O secretário-geral da ONU afirmou que o mundo vive uma “era de polarização” que está afastando a possibilidade de cooperação em temas urgentes como resolução de conflitos e crise climática e tem um “impacto devastador no desenvolvimento sustentável”.
António Guterres disse que o relatório revela que a “melhor esperança para o futuro é combater a retórica divisionista e destacar objetivos comuns que unem a grande maioria das pessoas em todo o mundo”.
“Paradoxo da democracia”
De acordo com o administrador do Pnud, Achim Steiner, o “fracasso da ação coletiva” para fazer avançar o combate à pobreza e às desigualdades “não só prejudica o desenvolvimento humano, mas também agrava a polarização e corrói ainda mais confiança nas pessoas e instituições em todo o mundo.”
O relatório argumenta que o avanço da ação coletiva internacional é dificultado por um emergente “paradoxo da democracia”. Embora nove em cada 10 pessoas em todo o mundo apoiem a democracia, mais da metade dos entrevistados expressaram apoio a líderes que poderiam prejudicar a ordem democrática.
Os autores citam ainda pesquisas que indicam que os países com governos populistas têm taxas de crescimento do Produto Interno Bruto, PIB, mais baixas. Quinze anos após a posse de um governo populista, o PIB per capita é considerado 10% menor do que seria em um cenário de governo não populista.

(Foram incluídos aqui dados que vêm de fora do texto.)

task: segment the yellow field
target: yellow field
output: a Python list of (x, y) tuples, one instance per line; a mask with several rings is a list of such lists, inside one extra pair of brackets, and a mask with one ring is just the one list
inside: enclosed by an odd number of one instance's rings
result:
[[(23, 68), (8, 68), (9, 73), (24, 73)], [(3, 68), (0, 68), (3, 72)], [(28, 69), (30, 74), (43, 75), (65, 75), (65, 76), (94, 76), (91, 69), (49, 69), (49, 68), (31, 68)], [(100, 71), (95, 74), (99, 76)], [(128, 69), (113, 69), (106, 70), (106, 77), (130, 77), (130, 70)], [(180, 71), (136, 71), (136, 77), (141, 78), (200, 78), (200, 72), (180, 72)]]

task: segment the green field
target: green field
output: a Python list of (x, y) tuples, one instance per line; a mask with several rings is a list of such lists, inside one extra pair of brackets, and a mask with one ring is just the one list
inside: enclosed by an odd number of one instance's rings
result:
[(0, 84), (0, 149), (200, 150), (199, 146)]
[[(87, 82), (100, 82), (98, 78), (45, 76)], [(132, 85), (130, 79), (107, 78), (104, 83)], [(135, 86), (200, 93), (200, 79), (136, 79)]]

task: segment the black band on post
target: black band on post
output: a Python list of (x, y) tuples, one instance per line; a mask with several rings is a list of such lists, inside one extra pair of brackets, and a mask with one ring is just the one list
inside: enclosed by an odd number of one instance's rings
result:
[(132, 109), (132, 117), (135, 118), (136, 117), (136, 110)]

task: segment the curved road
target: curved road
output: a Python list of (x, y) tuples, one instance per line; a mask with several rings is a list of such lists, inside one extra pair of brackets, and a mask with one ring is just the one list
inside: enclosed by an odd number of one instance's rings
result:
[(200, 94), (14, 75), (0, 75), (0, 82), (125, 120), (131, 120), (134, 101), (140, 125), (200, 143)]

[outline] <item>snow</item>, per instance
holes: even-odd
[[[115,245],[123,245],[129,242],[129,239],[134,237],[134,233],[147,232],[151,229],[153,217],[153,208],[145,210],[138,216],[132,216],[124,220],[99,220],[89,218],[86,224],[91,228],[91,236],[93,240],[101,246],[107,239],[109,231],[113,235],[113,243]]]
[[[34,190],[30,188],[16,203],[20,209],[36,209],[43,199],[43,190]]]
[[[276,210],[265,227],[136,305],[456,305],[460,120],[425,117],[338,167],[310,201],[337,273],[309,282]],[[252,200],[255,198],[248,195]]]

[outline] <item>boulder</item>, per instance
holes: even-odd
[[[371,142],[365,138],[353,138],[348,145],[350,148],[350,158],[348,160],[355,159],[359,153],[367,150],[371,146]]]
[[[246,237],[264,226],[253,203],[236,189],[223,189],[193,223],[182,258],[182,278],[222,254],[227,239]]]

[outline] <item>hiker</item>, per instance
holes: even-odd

O documento revela um “sentimento de impotência”, pois 68% das pessoas relatam que consideram ter pouca influência nas decisões do seu governo. Os autores argumentam que essa tendência, somada à polarização alimenta abordagens políticas “voltadas para dentro”.
Riscos para a cooperação internacional
Esse movimento é considerado preocupante, por estar em desacordo com a cooperação global necessária para abordar questões urgentes como a descarbonização das economias, uso indevido de tecnologias digitais e conflitos.
“Apanhada no turbilhão antiglobalização, a cooperação internacional está sendo politizada”, afirma o levantamento.
O relatório sublinha que a “desglobalização” não é viável nem realista no mundo de hoje. O Pnud ressalta que nenhuma região está perto da autossuficiência, uma vez que todos dependem de importações de outras regiões de 25% ou mais de pelo menos um tipo importante de bens e serviços.
Segundo Steiner, “em um mundo marcado pela crescente polarização e divisão, negligenciar o investimento mútuo representa um grave ameaça ao nosso bem-estar e segurança. As abordagens protecionistas não podem resolver o problema complexo, desafios interligados que enfrentamos, incluindo a prevenção de pandemias, as alterações climáticas e a regulamentação”.
O Pnud apela por uma “nova geração dos bens públicos globais”, composta por quatro eixos: o planetário, para estabilidade climática, o digital, para a equidade no acesso a novas tecnologias, o financeiro, para fortalecer a assistência humanitária e o desenvolvimento, bem como a redução da polarização e desinformação.